DOMRADIO.DE: Was heißt das, digital dabei zu sein? Und was machen Sie da? Wofür sind Sie dabei?

Lisa Holzer, Geistliche Leitung des Bundesverbands der Katholischen jungen Gemeinde, KjG / © Michael Grundler (kjg)
Lisa Holzer, Geistliche Leitung des Bundesverbands der Katholischen jungen Gemeinde, KjG / © Michael Grundler ( kjg )

Lisa Holzer (Geistliche Leitung des Bundesverbands der Katholischen jungen Gemeinde, KjG) Vier Personen sind in Prag direkt von der deutschen Delegation oder von den anderen Kirchen mit dabei. Und wir sind zu zehnt dann digital dabei und hören uns erst einmal – wie die anderen auch – morgens immer die Impulse an, die die verschiedenen Bischofskonferenzen mit einbringen. Was da so in den Ländern gesprochen wurde, in unterschiedlichen, auch demokratischen Prozessen, welche Schwerpunkte es gibt.

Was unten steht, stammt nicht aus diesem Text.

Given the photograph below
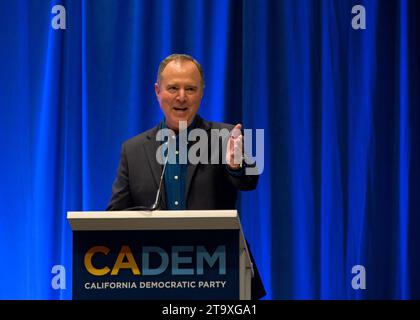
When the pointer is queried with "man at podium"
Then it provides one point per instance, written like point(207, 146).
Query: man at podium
point(159, 169)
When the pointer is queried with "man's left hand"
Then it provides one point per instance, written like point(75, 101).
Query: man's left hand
point(235, 148)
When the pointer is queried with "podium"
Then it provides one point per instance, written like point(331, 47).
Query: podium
point(159, 255)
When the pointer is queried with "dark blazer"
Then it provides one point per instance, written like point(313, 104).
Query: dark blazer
point(208, 187)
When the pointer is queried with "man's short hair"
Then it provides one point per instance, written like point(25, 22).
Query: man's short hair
point(179, 57)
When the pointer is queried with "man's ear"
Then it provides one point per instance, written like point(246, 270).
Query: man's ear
point(157, 90)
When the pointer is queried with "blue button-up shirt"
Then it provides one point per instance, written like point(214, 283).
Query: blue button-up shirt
point(175, 176)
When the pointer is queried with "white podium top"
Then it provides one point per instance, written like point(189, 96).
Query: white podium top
point(154, 220)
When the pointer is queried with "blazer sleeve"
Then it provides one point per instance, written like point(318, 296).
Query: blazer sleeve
point(241, 180)
point(121, 195)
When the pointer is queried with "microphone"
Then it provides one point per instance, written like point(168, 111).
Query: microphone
point(156, 204)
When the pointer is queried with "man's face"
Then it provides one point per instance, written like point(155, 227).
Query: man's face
point(180, 92)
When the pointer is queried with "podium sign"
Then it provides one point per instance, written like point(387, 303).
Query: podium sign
point(159, 255)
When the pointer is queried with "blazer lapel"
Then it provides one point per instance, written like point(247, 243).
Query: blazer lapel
point(192, 168)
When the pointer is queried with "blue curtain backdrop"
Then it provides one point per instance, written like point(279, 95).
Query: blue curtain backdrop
point(340, 109)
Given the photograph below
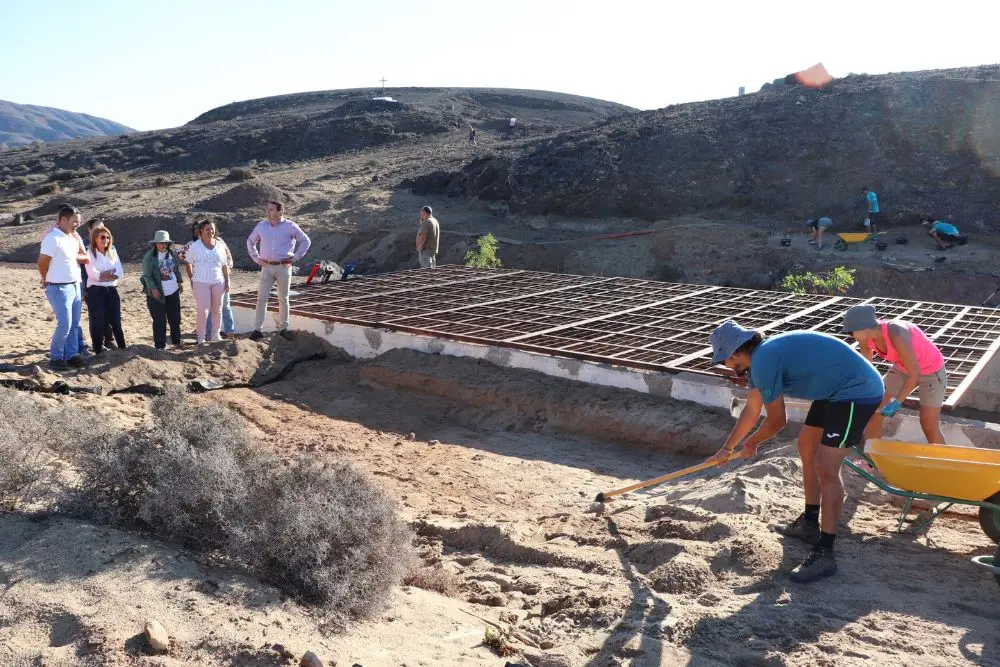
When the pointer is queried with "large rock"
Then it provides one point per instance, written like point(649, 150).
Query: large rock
point(156, 636)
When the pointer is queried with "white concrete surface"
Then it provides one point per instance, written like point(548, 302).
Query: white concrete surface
point(367, 343)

In der zweiten Einheit ging es dann in Arbeitsgruppen. Das machen die vor Ort auch und wir digital. Ungefähr zehn Leute sind da jeweils drin, je nach Sprachgruppe. Da wird dann einfach noch mal das, was so auf dem Tisch war, ein bisschen resümiert und darüber gesprochen, was wir dazu denken.

DOMRADIO.DE: Jetzt ist heute der dritte Tag. Was ist bisher passiert?

Holzer: Die Vorträge der verschiedenen Länder sind jetzt vorbei. Heute in den Arbeitsgruppen war in meiner deutschsprachigen Arbeitsgruppe viel Ratlosigkeit, wie es irgendwie weitergehen kann, weil doch immer offensichtlicher wird, dass wir an ganz unterschiedlichen Stellen stehen und auch gerne unterschiedliche Geschwindigkeiten gehen würden, was Europa anbetrifft.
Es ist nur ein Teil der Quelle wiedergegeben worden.